Connections issue while interactiing with SQL from Azure Function

0

We are talking to Azure SQL Db using Azure Function. We use latest version of Azure functions which is 3.1 along with .net core 3 and EF core.

Recently we saw below error message in our logging Microsoft.Data.SqlClient.SqlException (0x80131904): Resource ID : 1. The request limit for the elastic pool is 420 and has been reached. See 'http://go.microsoft.com/fwlink/?LinkId=267637' for assistance.

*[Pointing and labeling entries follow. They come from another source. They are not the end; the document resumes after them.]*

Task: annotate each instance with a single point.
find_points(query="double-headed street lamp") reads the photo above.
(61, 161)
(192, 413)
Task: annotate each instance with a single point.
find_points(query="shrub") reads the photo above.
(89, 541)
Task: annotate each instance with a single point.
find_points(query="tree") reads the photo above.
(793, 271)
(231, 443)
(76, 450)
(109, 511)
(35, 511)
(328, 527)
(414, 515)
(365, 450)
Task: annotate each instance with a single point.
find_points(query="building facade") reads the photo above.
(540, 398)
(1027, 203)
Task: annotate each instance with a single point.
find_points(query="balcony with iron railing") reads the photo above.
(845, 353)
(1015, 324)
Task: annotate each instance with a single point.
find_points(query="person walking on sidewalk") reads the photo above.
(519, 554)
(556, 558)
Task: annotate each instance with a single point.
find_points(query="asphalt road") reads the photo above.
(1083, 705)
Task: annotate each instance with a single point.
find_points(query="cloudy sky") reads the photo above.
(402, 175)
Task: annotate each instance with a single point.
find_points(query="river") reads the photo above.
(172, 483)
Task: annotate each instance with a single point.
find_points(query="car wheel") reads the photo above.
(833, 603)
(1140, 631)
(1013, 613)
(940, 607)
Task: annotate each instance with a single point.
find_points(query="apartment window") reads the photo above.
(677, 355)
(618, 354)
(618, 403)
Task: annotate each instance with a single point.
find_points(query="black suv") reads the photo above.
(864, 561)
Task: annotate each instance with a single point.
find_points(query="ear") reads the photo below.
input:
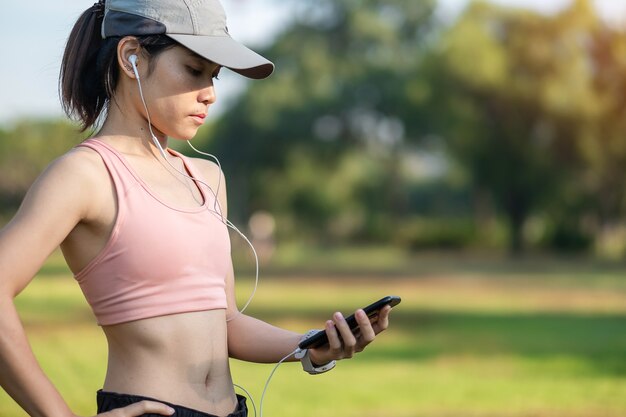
(127, 47)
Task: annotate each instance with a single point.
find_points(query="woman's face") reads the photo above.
(179, 92)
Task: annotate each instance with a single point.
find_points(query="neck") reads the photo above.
(132, 139)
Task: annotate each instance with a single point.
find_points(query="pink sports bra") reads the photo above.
(159, 259)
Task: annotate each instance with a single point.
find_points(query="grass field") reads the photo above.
(472, 337)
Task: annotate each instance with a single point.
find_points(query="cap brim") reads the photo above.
(227, 52)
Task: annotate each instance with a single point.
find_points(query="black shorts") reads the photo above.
(108, 401)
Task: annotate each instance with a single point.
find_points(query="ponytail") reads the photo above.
(89, 71)
(81, 83)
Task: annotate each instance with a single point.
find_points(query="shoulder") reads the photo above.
(212, 174)
(80, 166)
(75, 179)
(208, 169)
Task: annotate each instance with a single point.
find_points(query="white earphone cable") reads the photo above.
(198, 181)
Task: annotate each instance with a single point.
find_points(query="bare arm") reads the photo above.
(54, 205)
(253, 340)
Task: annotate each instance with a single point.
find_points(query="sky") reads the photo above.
(31, 58)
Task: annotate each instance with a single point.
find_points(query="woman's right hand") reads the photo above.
(138, 409)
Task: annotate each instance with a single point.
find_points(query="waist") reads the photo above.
(180, 358)
(108, 401)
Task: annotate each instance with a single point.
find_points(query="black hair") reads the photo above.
(89, 70)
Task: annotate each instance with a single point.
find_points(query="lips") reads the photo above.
(199, 117)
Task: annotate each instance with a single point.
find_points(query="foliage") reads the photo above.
(26, 148)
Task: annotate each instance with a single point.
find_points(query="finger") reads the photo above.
(334, 341)
(383, 319)
(367, 333)
(139, 408)
(349, 341)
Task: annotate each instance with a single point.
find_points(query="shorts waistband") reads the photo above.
(108, 401)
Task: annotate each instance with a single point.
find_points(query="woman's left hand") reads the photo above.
(342, 343)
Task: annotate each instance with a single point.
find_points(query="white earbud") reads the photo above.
(133, 62)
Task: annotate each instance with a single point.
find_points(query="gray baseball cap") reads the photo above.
(199, 25)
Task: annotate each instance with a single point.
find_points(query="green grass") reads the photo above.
(472, 337)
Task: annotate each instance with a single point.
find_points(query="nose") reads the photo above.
(207, 94)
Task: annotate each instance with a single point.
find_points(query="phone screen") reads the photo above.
(319, 338)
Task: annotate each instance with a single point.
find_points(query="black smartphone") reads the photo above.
(320, 339)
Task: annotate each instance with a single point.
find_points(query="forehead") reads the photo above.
(188, 53)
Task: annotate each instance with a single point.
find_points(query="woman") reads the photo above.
(142, 227)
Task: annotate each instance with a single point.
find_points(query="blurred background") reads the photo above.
(469, 156)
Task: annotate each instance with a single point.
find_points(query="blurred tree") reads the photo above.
(346, 73)
(516, 87)
(26, 149)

Also looking at the app insights, we found that connections reached around 1400 during that time.

enter image description here

We add DbContext to the services using following statement in the startup file.

    builder.Services.AddDbContextPool<OurDbContext>(options =>
    {
        options.UseSqlServer("connectionstring");
    });

OurDbContext class has following constructor,

public OurDbContext(DbContextOptions<OurDbContext> options)
    : base(options)
{
}

And then we inject OurDbContext class in different repositories which uses this context to talk to SQL. Similar to below:

public class Repo : IRepo
{
  public Repo(OurDbContext ourDbContext)
  {

  }
  
  public async Task AddAsync(Entity entity)
  {
    ourDbContext.AddAsync(entity);
    ourDbContext.SaveChangesAsync()
  }
}

We inject these repos in Function classes and call above methods such as

await _repo.AddAsync()

Do you see any issues in above structure since the number of connections that got opened were a lot?

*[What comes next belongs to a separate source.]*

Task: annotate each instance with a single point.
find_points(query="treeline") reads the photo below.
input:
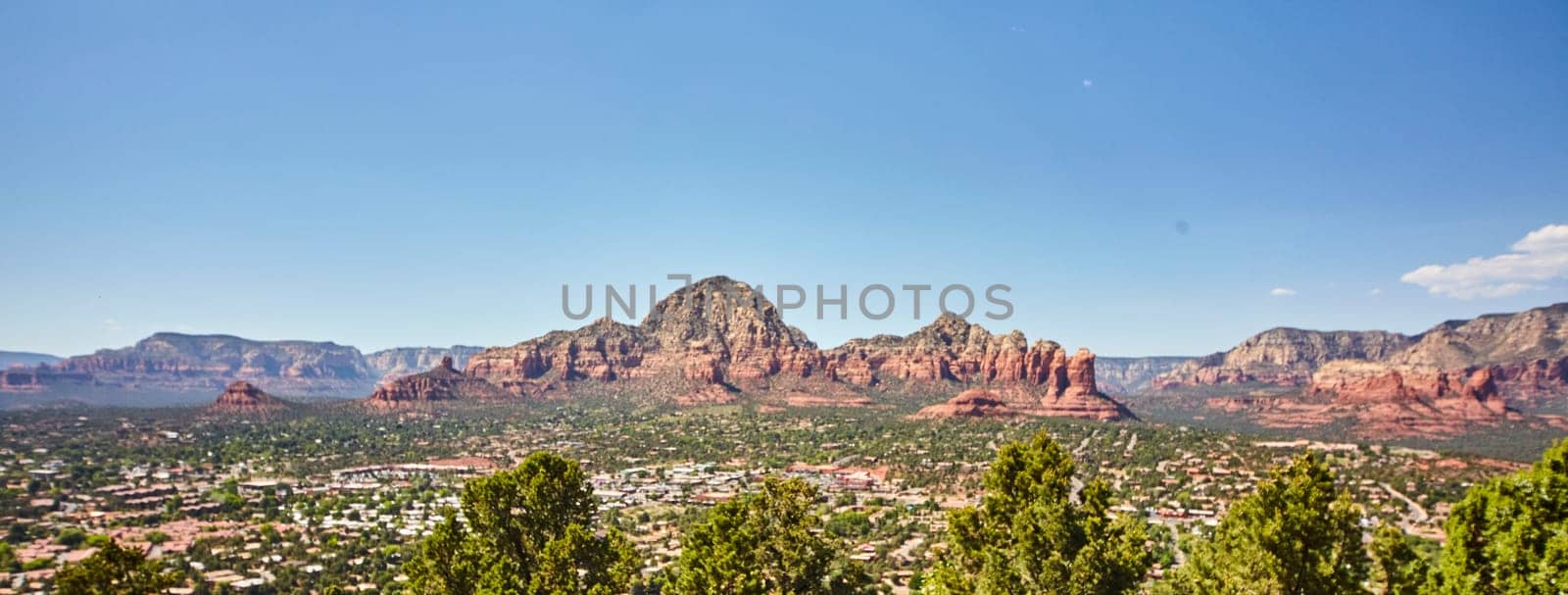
(532, 531)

I believe for some reason the context/connection are not getting disposed once the function completes the execution.

Was thinking to use using statement for dbContext so that it gets disposed as soon as we are done with the db query execution. But, then I am not sure if we can use AddDbContextPool in the startup class as it need options. Also, OurDbContext is binded to this options. Might have to use onConfiguring method in OurDbContext class which I don't know how to use along with AddDbContextPool?

Any suggestions would be very useful. Thank you!

Update 1 Updated for more detail related to question in the comment: Here is what my method has:

public async Task<List<EntityXyz>()
{
    var xyzToBeUpdated = new EntityXyz()
    {
        mapping of few fields;
    }
    
    OurDbContext.Update(xyzToBeUpdated);
    
    var xyzToBeAdded = new EntityXyz
    {
        mapping of few fields;
    }
    
    await OurDbContext.AddRangeAsync(xyzToBeAdded);

    await OurDbContext.SaveChangesAsync();

    xyzToBeAdded.Add(xyzToBeUpdated);
    return xyzToBeAdded;
}
entity-framework
asp.net-core
.net-core
entity-framework-core
azure-functions
asked on Stack Overflow Aug 5, 2020 by Vicky • edited Aug 26, 2020 by Vicky

1 Answer

1

Your DbContext instances and or Disposing of them is NOT your problem here.

The request limit for the elastic pool is 420 and has been reached

A request in SQL Azure terms is a single executing Query, do not mistake this with Sessions that roughly correlate to your DbContext connection.

  • I say roughly because connection pooling occurs under the hood.

This article spells it all out in plain terms: https://techcommunity.microsoft.com/t5/sql-server-support/tasks-workers-threads-scheduler-sessions-connections-requests/ba-p/333990

The error is simply stating that you have too many concurrent queries operating against the database for your current subscription level.

This is an easy scenario to run into with Azure Functions, Logic apps and other micro-service architectures, especially if you have workflows that involve long chains of services that may be calling each other or sequences where one input message generates many output messages.

You should to analyze the message flow through your solution, for instance, how many instances of each function are running at the time when you hit the resource limit - who is the culprit? What triggers this function to be called so frequently?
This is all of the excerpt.